D&D Club brought back to LHS, gaining popularity


Jude Thomas

Using pennies as game pieces, junior Noah Keaton navigates his party through a dungeon. D&D Club meets in langauge arts teacher Paul Jaycox’s room during both Mods one AcLab each week.

Eshwar Murali, News Sports Editor

While it ran unofficially last year, Dungeon and Dragons (D&D) Club has become an official club in LHS. Junior Noah Keaton is one of the club’s co-founders.

D&D is a tabletop roleplaying game based around making a character and playing through a story as that character. From a gameplay perspective, you roll dice to determine how well you do things,” Keaton said.

Keaton, along with senior James Bodnar and sophomore Blake Jaycox, all serve as the Dungeon Masters.

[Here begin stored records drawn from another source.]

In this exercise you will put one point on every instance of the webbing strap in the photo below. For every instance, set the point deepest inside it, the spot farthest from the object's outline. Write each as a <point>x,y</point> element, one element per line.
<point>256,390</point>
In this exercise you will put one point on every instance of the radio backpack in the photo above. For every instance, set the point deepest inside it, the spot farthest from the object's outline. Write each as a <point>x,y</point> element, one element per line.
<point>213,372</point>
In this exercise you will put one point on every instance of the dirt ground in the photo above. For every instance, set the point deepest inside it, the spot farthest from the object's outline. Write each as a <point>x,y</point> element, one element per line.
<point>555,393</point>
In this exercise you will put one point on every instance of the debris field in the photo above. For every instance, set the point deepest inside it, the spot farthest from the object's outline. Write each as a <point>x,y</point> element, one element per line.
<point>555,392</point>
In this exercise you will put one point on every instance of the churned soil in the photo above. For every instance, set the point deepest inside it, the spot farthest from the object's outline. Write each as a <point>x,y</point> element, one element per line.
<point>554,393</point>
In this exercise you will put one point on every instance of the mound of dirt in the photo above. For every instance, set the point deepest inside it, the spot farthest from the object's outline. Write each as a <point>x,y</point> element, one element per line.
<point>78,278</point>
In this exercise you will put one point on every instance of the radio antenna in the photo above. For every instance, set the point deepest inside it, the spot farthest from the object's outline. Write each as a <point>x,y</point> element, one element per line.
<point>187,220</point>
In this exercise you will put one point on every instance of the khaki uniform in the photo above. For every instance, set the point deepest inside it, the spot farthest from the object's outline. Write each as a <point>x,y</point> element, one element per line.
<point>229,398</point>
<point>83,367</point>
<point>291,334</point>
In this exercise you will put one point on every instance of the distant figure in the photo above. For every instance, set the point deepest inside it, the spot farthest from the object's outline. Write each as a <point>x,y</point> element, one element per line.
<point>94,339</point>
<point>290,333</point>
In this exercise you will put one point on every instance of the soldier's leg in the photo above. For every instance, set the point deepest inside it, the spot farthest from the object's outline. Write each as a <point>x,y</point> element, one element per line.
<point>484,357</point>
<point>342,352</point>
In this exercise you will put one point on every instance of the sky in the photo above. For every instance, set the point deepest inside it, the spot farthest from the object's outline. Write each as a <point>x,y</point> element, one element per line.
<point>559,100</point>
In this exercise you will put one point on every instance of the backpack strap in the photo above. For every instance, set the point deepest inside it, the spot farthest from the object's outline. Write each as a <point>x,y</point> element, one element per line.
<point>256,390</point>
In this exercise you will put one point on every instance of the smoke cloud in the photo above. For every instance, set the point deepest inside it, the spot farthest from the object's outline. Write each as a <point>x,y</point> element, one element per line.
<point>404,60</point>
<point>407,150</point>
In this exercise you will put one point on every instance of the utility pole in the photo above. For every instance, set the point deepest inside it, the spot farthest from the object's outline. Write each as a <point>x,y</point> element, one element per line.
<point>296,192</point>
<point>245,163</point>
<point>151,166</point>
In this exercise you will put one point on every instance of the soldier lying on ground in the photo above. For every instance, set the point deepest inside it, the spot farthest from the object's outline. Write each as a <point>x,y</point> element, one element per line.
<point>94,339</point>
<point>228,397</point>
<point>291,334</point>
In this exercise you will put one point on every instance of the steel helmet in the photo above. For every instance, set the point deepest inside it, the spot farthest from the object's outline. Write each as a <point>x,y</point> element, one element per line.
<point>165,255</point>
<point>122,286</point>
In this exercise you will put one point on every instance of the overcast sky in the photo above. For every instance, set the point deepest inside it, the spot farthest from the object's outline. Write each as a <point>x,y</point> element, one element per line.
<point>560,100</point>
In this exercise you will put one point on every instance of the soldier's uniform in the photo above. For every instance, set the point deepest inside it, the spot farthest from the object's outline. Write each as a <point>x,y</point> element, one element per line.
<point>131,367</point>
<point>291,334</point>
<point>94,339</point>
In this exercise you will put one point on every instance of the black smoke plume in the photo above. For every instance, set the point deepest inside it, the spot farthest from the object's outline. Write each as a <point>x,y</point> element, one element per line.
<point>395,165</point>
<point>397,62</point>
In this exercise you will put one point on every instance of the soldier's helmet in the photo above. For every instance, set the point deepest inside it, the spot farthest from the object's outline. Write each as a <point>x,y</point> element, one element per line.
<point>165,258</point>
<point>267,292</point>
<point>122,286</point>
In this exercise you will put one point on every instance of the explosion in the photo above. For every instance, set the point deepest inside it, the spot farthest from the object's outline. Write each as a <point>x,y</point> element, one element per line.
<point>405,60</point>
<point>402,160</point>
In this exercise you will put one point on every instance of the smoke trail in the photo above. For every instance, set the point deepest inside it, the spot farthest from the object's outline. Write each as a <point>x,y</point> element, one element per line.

[D&D campaigns] are run by a Dungeon Master who controls the pace of the game and works to create the narrative that you will progress through,” Keaton said.

The same story, also called a campaign, has been running since the club’s founding.

“The campaign we play during the AC-Lab started at beginning of the school year,” Keaton said.

Bodnar, Keaton and Jaycox created the club after hearing about a previous D&D club at LHS.

“The club was created because me and some friends wanted to get together and play D&D and after hearing that there used to be a D&D club at the school, we decided to start our own,” Keaton said.

D&D Club meets in language arts teacher Paul Jaycox’s room during both mods of the second AcLab day each week. At the moment they have 20 members, however, Keaton said the influx of members has created problems for the club.

“The club originally started with just me and a few friends playing D&D during ACLab, but as word spread, we got more and more people who wanted to join. As the club grew, people continued to pour in. For us, finding people has never really been an issue, finding ways to manage all the people that want to join has been a much bigger problem, though it is one that we welcome,” he said.

Keaton hopes the club will be able to expand to help support its growth.

“I, personally, am hoping we get a chance to expand into a second classroom because we are almost out of space at the moment and are struggling to fit new arrivals,” he said.